Reputation: 17208
I want to select
<div class="article_text">some long text </div>
with Jsoup.
String url = "computerworld.bg/45781_sofiya_teh_park_tryabva_da_bade_zavarshen_do_kraya_na_2015_g";
Document document = Jsoup.parse(new URL(url).openStream(), "ISO-8859-1", url);
Elements elements = document.select("div.article_text");
Then I want to iterate over elements and to get theri text. But the div is not selected. If I only try with div as css selector the correct text information is showing, but there are another not appropriate divs texts, so I have to use the class name.
Where is my wrong?
Upvotes: 0
Views: 1336
Reputation: 24423
The documentation obviously says it is ok.
Element masthead = doc.select("div.masthead").first(); // div with class=masthead
So, I think _
is causing the problem. Try with div[class=article_text]
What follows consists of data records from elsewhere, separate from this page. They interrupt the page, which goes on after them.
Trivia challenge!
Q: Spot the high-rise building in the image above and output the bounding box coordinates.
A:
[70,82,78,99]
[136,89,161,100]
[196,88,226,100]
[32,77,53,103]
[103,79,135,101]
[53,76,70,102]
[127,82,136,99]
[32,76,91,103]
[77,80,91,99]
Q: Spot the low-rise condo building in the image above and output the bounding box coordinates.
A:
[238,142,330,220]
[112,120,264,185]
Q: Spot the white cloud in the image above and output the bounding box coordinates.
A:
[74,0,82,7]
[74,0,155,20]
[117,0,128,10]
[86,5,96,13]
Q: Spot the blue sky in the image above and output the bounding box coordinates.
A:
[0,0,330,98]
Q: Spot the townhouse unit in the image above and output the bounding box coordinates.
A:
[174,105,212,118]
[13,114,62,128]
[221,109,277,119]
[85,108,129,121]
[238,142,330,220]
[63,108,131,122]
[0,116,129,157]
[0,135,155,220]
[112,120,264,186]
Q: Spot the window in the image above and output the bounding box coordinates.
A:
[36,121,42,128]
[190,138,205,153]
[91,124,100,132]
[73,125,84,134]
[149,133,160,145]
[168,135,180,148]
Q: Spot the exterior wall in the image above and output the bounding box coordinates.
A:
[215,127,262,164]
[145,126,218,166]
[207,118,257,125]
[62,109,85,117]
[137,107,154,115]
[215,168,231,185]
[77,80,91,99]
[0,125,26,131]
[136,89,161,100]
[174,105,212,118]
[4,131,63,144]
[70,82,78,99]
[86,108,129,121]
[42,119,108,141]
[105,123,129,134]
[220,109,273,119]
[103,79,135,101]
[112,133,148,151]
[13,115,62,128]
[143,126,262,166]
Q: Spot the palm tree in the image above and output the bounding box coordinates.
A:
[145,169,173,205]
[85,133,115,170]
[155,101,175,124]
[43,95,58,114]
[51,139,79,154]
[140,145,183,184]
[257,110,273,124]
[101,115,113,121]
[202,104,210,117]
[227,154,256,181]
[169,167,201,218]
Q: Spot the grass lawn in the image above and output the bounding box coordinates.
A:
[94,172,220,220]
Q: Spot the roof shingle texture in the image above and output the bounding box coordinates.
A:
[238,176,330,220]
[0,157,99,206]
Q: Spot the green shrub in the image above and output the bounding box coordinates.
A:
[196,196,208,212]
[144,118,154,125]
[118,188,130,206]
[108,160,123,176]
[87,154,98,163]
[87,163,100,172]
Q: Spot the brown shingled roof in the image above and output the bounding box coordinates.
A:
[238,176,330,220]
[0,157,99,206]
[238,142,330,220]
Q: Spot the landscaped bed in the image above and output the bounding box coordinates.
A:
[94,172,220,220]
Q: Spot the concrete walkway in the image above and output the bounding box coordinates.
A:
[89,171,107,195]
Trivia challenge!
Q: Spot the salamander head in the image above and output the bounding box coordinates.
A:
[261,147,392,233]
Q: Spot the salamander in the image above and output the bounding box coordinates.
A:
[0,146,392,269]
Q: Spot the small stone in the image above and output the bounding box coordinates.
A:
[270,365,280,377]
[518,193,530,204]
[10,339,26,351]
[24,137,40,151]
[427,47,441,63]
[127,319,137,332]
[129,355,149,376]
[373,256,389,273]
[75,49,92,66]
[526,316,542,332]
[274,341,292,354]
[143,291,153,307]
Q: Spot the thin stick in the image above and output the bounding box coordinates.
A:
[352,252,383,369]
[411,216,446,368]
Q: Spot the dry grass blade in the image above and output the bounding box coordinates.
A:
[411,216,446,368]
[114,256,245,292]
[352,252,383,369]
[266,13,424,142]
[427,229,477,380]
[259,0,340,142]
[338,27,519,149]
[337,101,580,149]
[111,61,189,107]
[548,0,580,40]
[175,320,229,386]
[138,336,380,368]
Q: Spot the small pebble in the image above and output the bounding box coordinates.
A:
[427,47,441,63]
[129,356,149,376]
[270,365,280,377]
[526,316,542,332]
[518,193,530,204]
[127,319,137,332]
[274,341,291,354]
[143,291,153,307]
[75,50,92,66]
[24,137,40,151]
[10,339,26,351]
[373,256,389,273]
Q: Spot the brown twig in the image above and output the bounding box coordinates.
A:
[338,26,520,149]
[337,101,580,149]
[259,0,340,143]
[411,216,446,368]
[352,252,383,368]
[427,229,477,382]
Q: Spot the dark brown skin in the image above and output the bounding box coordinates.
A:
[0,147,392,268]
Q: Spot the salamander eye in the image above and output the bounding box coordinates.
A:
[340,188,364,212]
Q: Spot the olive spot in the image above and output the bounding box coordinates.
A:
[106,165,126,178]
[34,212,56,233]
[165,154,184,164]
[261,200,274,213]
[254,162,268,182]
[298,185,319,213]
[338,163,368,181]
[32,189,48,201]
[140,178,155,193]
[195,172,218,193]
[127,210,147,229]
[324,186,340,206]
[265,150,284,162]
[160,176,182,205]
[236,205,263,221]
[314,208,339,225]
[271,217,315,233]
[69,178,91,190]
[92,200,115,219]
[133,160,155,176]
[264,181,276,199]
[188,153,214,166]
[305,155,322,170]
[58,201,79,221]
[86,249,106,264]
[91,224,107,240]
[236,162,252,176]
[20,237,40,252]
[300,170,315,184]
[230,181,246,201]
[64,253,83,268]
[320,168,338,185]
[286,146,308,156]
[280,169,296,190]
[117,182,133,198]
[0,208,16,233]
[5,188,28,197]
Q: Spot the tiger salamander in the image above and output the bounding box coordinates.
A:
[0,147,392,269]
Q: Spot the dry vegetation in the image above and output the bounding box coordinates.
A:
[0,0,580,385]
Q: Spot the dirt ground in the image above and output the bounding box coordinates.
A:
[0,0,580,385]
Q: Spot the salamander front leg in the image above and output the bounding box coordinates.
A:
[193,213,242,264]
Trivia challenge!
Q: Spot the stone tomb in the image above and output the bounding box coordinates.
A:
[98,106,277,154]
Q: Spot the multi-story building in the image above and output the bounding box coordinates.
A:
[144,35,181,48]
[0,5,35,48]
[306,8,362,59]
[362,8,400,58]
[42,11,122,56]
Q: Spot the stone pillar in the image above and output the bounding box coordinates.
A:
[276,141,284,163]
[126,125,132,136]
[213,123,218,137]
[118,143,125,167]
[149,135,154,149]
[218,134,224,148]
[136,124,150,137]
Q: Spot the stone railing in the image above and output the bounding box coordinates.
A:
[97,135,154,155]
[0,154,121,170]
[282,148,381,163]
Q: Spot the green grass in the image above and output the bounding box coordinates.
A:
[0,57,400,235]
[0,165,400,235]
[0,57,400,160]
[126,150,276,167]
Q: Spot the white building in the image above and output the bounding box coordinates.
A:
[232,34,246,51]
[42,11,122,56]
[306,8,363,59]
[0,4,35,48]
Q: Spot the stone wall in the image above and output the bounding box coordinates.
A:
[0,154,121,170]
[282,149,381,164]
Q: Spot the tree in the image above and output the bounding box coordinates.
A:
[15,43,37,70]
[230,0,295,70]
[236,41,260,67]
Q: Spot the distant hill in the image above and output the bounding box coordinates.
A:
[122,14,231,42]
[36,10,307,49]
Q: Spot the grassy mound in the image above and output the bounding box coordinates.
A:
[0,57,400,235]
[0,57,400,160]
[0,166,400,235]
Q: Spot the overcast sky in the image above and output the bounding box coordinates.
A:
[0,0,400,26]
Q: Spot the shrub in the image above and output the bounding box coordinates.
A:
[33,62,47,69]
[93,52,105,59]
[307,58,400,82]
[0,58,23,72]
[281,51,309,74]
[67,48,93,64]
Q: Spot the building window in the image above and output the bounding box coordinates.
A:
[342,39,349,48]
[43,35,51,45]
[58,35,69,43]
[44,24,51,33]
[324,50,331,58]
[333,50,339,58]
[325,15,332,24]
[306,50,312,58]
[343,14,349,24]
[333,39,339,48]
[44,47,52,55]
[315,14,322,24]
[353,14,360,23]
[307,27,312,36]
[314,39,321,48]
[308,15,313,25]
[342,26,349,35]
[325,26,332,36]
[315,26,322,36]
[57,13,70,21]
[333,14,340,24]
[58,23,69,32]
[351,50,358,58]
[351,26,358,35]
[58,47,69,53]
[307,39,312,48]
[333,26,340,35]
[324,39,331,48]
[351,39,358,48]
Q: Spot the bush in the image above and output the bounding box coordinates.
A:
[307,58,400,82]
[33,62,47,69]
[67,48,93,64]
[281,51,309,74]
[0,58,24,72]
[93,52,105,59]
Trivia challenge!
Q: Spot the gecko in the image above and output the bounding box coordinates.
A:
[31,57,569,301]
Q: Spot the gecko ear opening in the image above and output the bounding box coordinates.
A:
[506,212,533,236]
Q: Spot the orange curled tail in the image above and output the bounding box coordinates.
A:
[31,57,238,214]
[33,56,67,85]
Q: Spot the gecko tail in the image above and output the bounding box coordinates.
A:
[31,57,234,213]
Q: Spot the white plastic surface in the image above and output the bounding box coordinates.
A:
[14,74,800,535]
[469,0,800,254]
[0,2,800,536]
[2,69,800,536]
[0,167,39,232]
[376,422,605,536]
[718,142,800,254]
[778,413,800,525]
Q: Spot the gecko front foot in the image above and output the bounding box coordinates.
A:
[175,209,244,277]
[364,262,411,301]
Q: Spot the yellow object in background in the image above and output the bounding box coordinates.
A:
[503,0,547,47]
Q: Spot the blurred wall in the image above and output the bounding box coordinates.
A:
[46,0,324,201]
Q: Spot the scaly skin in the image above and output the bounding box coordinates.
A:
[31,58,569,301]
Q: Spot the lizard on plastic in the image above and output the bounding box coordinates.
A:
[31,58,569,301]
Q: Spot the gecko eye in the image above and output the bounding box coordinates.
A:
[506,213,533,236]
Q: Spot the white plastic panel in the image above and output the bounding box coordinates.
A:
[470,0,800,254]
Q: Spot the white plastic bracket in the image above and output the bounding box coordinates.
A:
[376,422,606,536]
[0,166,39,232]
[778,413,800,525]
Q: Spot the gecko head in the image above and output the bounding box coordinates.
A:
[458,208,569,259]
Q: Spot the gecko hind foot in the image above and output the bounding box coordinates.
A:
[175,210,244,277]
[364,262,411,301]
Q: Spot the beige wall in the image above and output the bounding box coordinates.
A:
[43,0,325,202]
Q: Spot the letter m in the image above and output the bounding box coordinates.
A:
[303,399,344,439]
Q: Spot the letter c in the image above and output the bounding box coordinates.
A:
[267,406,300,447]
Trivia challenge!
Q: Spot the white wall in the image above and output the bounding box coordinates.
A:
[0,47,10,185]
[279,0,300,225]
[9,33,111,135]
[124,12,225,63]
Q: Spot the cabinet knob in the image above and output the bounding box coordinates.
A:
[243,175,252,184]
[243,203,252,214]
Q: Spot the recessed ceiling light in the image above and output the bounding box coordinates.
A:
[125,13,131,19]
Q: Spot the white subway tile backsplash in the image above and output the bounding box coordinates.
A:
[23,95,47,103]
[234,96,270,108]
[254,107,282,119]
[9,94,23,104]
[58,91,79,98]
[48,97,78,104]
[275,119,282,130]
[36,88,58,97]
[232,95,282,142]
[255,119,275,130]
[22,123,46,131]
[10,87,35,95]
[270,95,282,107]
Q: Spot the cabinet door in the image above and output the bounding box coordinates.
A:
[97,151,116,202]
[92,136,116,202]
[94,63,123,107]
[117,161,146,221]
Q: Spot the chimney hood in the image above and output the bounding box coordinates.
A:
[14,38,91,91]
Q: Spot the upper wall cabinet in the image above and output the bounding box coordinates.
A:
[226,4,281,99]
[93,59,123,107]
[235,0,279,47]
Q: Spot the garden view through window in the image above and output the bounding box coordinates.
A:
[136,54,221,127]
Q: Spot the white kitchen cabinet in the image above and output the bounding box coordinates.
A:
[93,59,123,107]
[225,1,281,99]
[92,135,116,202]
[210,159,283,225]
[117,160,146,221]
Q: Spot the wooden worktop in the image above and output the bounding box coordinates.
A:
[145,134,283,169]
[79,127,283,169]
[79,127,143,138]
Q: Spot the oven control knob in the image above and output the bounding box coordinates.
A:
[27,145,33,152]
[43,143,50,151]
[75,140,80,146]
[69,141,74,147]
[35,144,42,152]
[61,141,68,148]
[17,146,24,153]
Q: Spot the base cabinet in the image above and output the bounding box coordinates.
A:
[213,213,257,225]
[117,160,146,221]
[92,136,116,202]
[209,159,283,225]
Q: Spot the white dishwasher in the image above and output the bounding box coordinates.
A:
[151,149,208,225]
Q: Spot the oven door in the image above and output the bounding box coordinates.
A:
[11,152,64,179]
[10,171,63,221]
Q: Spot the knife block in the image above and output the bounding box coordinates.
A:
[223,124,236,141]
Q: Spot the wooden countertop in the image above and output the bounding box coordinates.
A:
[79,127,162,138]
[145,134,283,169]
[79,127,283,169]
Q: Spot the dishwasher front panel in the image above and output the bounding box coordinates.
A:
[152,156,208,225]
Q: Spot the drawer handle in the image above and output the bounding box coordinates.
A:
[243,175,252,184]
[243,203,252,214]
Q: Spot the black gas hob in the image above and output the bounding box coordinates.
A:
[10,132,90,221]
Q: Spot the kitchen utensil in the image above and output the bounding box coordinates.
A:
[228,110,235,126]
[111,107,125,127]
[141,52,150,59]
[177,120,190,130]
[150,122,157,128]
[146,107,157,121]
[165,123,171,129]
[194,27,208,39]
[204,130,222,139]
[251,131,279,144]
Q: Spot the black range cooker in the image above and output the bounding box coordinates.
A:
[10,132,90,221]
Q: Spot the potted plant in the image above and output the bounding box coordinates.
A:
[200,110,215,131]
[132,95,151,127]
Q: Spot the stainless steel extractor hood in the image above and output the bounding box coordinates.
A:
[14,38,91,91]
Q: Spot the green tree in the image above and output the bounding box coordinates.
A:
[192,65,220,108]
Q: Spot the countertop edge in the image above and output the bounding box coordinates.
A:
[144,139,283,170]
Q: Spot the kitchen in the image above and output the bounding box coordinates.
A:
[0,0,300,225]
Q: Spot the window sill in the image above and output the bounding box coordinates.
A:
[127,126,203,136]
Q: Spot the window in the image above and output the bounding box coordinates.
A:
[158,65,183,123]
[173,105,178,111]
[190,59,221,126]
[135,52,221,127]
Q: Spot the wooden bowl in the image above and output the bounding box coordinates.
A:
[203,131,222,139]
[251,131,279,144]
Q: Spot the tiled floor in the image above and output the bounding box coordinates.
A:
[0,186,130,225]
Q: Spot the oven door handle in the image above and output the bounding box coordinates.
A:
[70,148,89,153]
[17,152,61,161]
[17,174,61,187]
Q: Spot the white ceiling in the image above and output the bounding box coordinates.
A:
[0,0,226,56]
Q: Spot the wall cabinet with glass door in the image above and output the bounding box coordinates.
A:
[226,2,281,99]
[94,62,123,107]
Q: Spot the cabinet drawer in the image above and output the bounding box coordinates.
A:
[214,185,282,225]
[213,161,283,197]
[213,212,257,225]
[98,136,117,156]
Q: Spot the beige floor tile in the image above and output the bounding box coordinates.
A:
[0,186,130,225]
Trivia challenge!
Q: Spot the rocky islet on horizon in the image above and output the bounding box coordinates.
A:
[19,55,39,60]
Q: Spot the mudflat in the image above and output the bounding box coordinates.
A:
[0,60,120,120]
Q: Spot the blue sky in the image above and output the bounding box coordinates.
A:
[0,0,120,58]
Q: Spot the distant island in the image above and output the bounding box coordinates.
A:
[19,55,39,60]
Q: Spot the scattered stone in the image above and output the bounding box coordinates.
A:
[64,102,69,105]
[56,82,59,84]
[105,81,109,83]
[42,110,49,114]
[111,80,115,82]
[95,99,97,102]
as selector, and if that doesn't work then div[class^=article]
(class starts with article), but it could select more than you would want.
UPDATE
div.article_text
works on online Jsoup tester (http://try.jsoup.org/) with url from your code. Maybe the issue is how you are getting the document. This example uses Jsoup.connect()
Document doc = Jsoup.connect("http://www.computerworld.bg/45781_sofiya_teh_park_tryabva_da_bade_zavarshen_do_kraya_na_2015_g").get();
UPDATE 2
Turns out this particular url returns different content based on user agent (without user agent set, article_text
is not present on that div), so just set userAgent
to, for example, Mozilla
and it will work.
Jsoup.connect("http://www.computerworld.bg/45781_sofiya_teh_park_tryabva_da_bade_zavarshen_do_kraya_na_2015_g").userAgent("Mozilla").get();
Upvotes: 2